We have the ability to do personalized, one-on-one medicine using the latest science, and the opportunity to really make a difference. Why don’t we? Because we cannot without risking legal hassles.

Organized medicine and all its enforcement arms from the American Board of Medical Subspecialties to the state medical licensing boards tell doctors to practice “standard” (i.e. out-of-date) medicine. By their definition, “standard medicine” is what 90 percent of your colleagues are practicing. Of course, that is far from state of the art. And if you step out of line, you are by definition “wrong.”

Individualized, preventive medicine also requires the patient to pay directly for the care. Since it is not one-size-fits-all, it cannot be charged under some insurance scheme. And it cannot be codified for Medicare. But unlike prices for standard medicine, this type of medicine responds to free market forces. Cash payments keep costs down, because the patient determines value per dollar – not some government bureaucrat.

I practice this type of medicine for my family and myself. I have friends that come to me to optimize health, and I test them and advise them.
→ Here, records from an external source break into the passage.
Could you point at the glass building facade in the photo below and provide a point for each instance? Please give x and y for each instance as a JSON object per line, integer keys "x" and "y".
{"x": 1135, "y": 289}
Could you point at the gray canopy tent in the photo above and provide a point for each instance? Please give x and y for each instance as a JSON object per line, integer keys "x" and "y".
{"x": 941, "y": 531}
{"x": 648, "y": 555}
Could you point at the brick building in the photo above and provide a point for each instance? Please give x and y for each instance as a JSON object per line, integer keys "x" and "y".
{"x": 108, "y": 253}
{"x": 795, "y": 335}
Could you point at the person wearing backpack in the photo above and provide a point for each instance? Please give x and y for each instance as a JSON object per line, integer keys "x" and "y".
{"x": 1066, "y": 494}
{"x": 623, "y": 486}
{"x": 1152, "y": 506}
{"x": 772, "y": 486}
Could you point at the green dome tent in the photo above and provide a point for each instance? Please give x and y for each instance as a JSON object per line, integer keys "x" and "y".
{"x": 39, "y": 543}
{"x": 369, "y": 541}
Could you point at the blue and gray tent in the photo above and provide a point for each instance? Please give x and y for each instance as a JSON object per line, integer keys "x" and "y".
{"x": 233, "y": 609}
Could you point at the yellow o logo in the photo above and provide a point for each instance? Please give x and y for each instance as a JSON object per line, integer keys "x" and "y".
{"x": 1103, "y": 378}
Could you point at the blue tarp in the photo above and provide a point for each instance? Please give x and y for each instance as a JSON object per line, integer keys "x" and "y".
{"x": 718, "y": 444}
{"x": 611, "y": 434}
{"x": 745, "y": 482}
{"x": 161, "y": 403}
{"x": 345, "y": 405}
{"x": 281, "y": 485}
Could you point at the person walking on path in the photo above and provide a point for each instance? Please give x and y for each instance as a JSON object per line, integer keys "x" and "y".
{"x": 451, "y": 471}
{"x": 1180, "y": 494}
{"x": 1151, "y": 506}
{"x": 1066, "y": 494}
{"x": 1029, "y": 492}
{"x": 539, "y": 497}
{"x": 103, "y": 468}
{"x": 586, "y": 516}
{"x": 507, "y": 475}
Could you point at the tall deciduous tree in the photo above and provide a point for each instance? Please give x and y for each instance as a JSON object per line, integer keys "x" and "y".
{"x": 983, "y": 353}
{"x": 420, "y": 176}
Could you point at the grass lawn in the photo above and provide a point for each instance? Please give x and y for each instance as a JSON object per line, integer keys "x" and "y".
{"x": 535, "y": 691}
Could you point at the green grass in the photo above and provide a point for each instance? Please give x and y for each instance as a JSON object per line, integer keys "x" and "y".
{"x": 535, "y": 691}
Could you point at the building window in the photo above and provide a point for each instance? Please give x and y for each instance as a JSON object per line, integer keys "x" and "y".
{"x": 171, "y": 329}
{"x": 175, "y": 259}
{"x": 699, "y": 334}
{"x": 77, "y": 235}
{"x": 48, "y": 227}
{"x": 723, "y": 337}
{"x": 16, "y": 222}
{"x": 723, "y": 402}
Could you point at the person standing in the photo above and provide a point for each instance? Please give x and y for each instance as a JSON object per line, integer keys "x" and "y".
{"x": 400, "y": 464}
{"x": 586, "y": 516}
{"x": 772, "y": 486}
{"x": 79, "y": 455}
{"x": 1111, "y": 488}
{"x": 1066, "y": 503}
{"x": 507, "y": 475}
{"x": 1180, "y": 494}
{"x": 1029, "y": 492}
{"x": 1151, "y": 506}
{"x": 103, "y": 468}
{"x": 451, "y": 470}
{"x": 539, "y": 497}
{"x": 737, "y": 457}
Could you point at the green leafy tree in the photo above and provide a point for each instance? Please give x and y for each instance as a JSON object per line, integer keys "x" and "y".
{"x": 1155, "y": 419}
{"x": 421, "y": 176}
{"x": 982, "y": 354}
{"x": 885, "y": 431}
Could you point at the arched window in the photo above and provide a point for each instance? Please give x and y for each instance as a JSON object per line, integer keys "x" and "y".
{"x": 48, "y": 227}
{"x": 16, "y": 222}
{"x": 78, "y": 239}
But unless you are willing and able to step out of the standard mode of medical care, this great medical opportunity will be unavailable.

For those interested in being healthier longer, I recommend a couple of resources: (the A4M website), and Life Extensions at, ( if you use my initials, LDH, you can access their wonderful journal for free for 6 months.) You can use the A4M website to seek out physicians in your area who practice anti-aging and complementary medicine.

The tragedy of Obamacare, Medicare and every other government “care” is not just that it is expensive and a bureaucratic nightmare, but that it is out of date and mediocre.